The UTF-8 meta tag you have in your HTML source may be overruled by a content type header sent by the web server software. Headers sent before the HTML source have higher precedence than meta tags. You can check this with a server header checker. There are tool websites which offer that functionality (WebmasterWorld has such a header checker in the subscription area for example), or you can use the Live HTTP Headers add-on for FireFox. The way to change this header differs depending on the server software (Apache, IIS, Nginx) you use.
Also - make sure that you save the actual html text file as utf-8. By default, most text editors save as Latin-1 or Mac Os Roman. You can change it in 'preferences' (It may be called something different in Windows) of your text editor. If you don't save the file as utf-8 then even with the declaration in your file header, it won't work.
Thanks for your help guys. I'm implement these ideas when I'm next on this project and post my results.
No... Actually, Comannder - it worked! It had just converted the foreign characters to funny little things. Having re-inserted them it works a treat!
Thanks for the help!
One more question though, please.
What's the difference between with and without BOM (byte order mark). Which one shall I use?
The BOM (three unique bytes at the beginning of a file which define the file type) causes text editors to automatically switch to the right encoding setting when a file is loaded from disk. But I have seen some strange browser behaviour when serving pages with a BOM in it. For webserving purposes, it is therefore better to leave them out.

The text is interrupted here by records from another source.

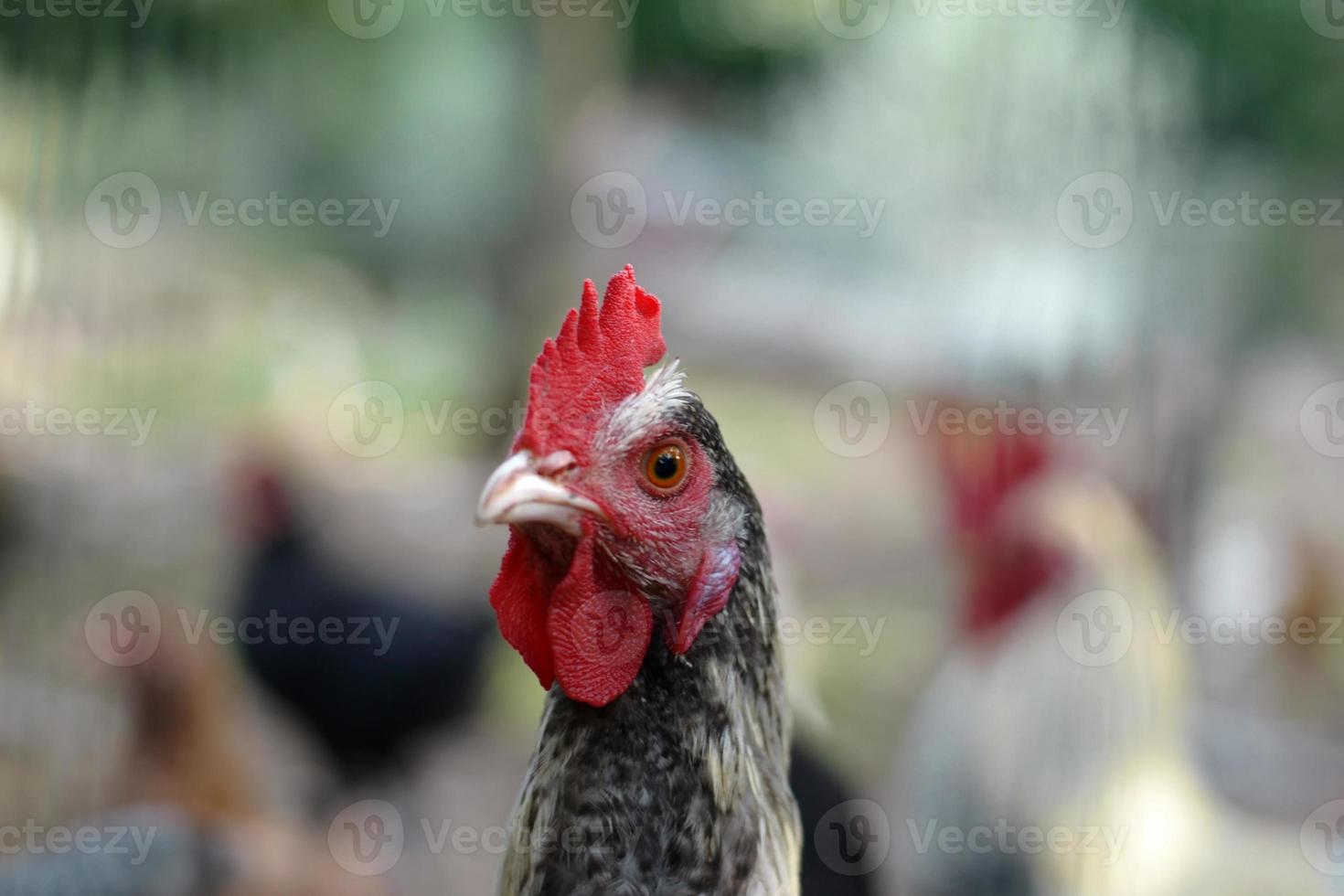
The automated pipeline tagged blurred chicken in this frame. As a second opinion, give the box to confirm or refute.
[892,405,1325,896]
[238,466,495,784]
[0,607,383,896]
[123,626,380,896]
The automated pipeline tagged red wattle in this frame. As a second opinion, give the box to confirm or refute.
[547,535,653,707]
[491,527,555,688]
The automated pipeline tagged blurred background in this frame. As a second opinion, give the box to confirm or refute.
[0,0,1344,893]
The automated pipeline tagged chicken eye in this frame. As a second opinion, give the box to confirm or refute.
[644,444,686,490]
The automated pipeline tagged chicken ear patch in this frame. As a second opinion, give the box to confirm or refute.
[668,541,741,656]
[547,535,653,707]
[491,527,555,688]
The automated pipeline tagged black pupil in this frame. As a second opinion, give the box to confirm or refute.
[653,452,677,480]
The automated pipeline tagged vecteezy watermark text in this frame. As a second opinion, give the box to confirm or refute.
[570,171,887,249]
[85,591,400,667]
[910,0,1126,31]
[1055,170,1344,249]
[906,818,1129,865]
[0,0,155,28]
[83,173,402,249]
[906,399,1129,447]
[0,399,158,447]
[326,380,527,458]
[326,0,640,40]
[0,818,158,865]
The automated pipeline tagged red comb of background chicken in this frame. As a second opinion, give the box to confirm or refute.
[514,264,667,464]
[938,409,1064,633]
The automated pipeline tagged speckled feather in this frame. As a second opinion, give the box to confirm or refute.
[500,394,801,896]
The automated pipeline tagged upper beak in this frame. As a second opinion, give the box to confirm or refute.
[475,452,603,536]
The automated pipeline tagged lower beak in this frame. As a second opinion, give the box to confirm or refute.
[475,452,603,536]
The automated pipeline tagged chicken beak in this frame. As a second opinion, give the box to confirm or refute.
[475,452,605,536]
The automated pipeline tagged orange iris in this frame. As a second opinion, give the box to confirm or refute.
[644,443,686,490]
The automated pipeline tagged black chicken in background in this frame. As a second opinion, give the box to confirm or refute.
[228,466,495,787]
[789,741,875,896]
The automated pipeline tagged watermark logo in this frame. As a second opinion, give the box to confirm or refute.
[1055,590,1135,667]
[326,380,406,458]
[326,799,406,877]
[1055,171,1135,249]
[1298,799,1344,877]
[558,591,653,669]
[85,591,163,667]
[813,0,891,40]
[812,799,891,877]
[570,171,649,249]
[85,171,163,249]
[326,0,406,40]
[812,380,891,457]
[1297,380,1344,457]
[1302,0,1344,40]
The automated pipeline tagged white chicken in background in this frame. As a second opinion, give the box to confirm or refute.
[891,411,1329,896]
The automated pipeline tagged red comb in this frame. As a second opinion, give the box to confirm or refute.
[514,264,667,464]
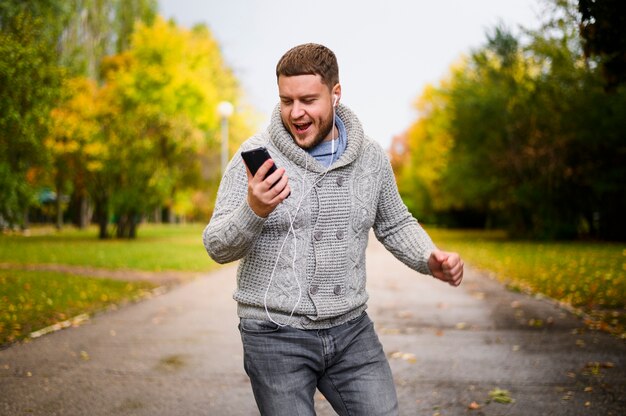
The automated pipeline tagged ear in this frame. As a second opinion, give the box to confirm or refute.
[331,84,341,107]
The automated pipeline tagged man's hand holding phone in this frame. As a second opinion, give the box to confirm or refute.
[242,150,291,218]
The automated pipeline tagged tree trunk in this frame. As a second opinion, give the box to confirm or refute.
[54,184,63,230]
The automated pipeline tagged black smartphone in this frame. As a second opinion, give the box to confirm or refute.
[241,146,291,198]
[241,146,276,178]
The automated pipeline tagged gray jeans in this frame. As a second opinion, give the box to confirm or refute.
[239,313,398,416]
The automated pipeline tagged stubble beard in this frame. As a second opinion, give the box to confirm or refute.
[283,117,334,150]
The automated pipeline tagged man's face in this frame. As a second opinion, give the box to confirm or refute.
[278,75,340,149]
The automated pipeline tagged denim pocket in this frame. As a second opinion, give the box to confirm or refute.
[239,318,280,334]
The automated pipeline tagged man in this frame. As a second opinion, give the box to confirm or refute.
[204,44,463,416]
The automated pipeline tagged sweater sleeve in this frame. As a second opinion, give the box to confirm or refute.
[374,151,436,275]
[203,153,265,264]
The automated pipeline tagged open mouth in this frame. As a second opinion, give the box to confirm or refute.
[293,123,313,133]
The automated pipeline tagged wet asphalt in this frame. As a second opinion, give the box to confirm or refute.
[0,239,626,416]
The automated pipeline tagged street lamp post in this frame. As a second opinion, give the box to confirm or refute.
[217,101,234,175]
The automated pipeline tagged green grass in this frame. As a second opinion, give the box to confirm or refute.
[0,224,214,272]
[0,270,155,347]
[0,224,215,346]
[428,229,626,334]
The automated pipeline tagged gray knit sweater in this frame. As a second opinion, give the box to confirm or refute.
[203,105,435,329]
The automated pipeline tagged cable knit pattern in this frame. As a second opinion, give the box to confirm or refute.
[203,104,435,329]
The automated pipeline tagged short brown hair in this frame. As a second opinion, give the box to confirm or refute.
[276,43,339,89]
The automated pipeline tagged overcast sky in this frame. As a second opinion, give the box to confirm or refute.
[159,0,544,148]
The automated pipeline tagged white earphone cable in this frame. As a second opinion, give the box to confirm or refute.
[263,102,339,328]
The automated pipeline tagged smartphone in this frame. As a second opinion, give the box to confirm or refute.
[241,146,276,178]
[241,146,291,198]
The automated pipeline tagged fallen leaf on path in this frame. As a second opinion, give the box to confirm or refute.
[489,387,515,404]
[467,402,480,410]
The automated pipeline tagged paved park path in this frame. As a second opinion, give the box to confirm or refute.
[0,239,626,416]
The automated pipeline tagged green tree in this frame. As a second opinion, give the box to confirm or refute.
[99,18,245,238]
[578,0,626,91]
[0,9,63,226]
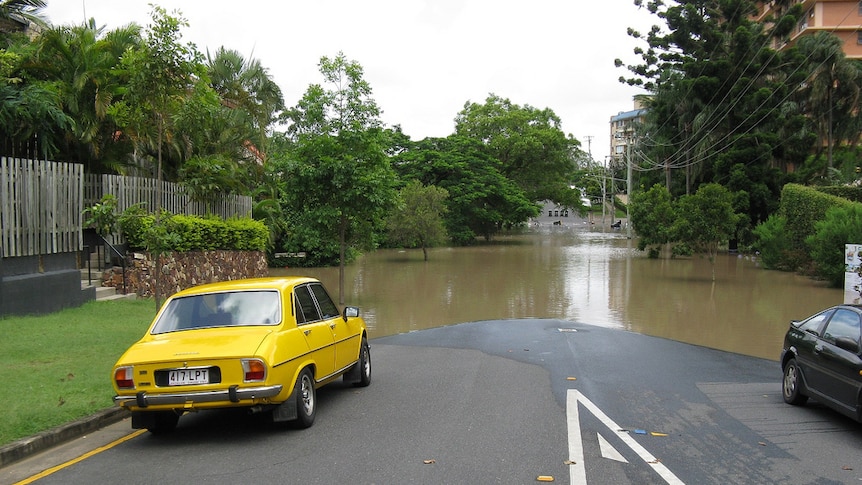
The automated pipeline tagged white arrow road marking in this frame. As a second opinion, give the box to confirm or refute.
[596,433,629,463]
[566,389,683,485]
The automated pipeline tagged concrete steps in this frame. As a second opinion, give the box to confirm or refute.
[81,254,137,301]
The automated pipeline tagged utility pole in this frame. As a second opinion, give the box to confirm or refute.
[626,135,634,239]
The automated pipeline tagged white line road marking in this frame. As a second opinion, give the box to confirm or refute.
[596,433,629,463]
[566,389,683,485]
[566,389,587,485]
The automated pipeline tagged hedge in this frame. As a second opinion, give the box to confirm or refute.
[119,207,269,252]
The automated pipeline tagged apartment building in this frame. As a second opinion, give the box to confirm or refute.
[755,0,862,59]
[610,98,647,168]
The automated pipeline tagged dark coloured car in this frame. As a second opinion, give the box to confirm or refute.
[781,305,862,422]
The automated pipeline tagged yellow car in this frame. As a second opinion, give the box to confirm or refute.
[113,277,371,433]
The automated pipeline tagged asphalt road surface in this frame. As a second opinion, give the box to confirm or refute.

Glad I could be of assistance -
UTF-8 does not require BOM and in some browsers it will give you a blank line or funny little things at the beginning of a document. So it's best not to use it. Save your files as UTF-8 with no BOM.
Read this - [w3.org ]
or this - [w3.org ]
and since you are working heavily with international alphabets, try to find the time to read all of this - [w3.org ]

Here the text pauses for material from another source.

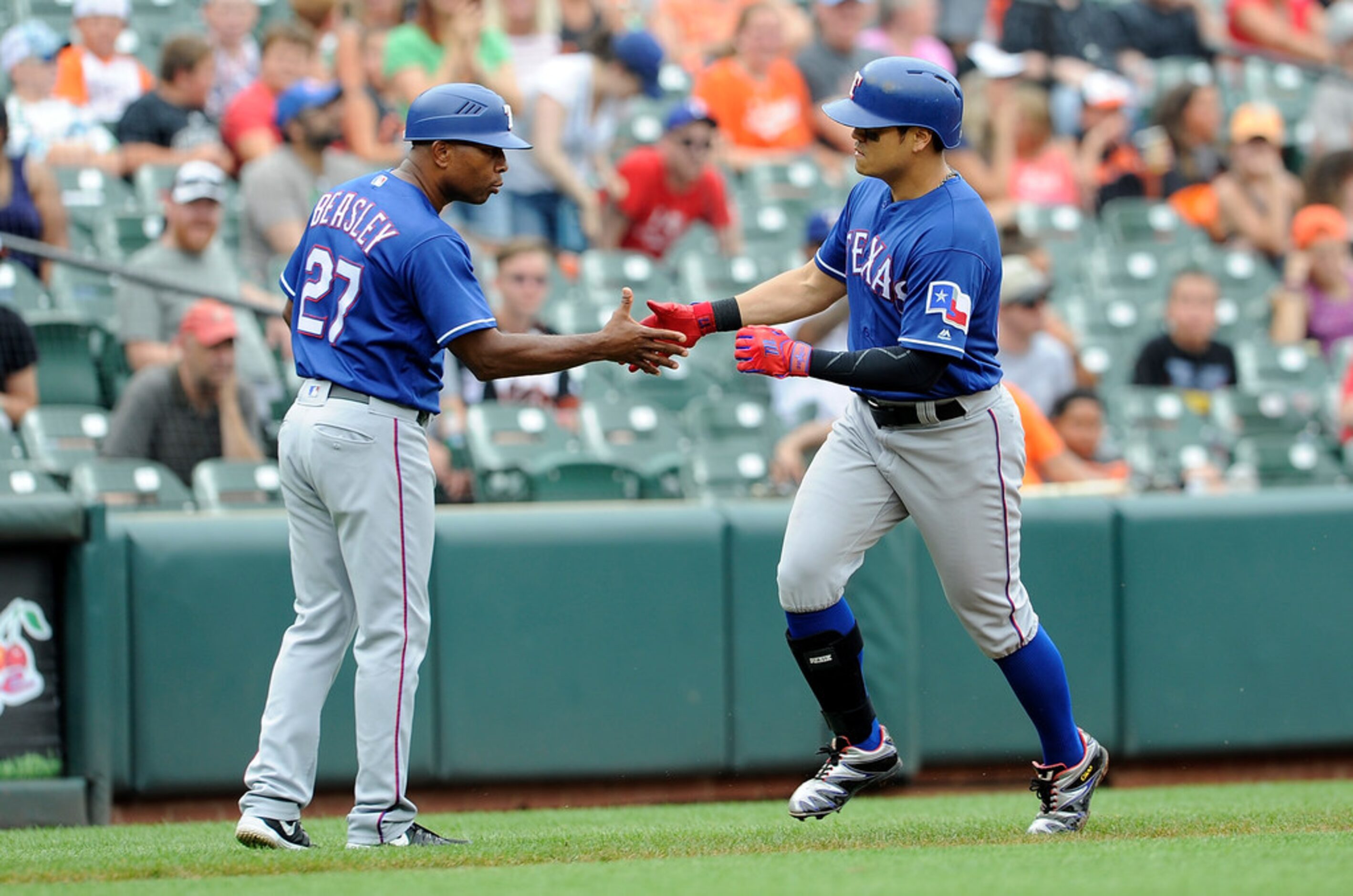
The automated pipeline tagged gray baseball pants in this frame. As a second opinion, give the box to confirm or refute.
[778,386,1038,659]
[239,380,433,844]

If you are using Windows you may need to know that
|A particular protocol (e.g. Microsoft conventions for .txt files) may require use of the BOM on certain Unicode data streams, such as files. When you need to conform to such a protocol, use a BOM. |
from here [unicode.org ]
I would like to add that when you set your text editor to save as UTF-8, you also have to set set it to open this type of file. If you choose UTF-8 also, then your editor may not open Latin-1 or Mac OS Roman encoded files. In this case you get a 'cannot open file' warning.
Text Editor on OS X has the open option Automatic. This opens any file.
But then remember that your text editor will still save all files, and convert all files that you open, to UTF-8.
So if you suddenly have trouble opening files after changing both 'open as', and 'save as', settings in your text editor to UTF-8, just go in and change those settings back to default or play around with them. Usually you will just have to reset the text editor to open files as Latin-1 if you run across a file that won't open, since that is the more common default encoding. Then reset back to UTF-8 when you need to open the UTF-8 files again.
But I recommend using the setting automatic for open, and UTF-8 for save.
Wow, thanks for such comprehensive replies peeps. Really appreciate it.
I have already begun reading through those pages, Commander. Thanks!
Really can't express my gratitude enough. It really had me stumped!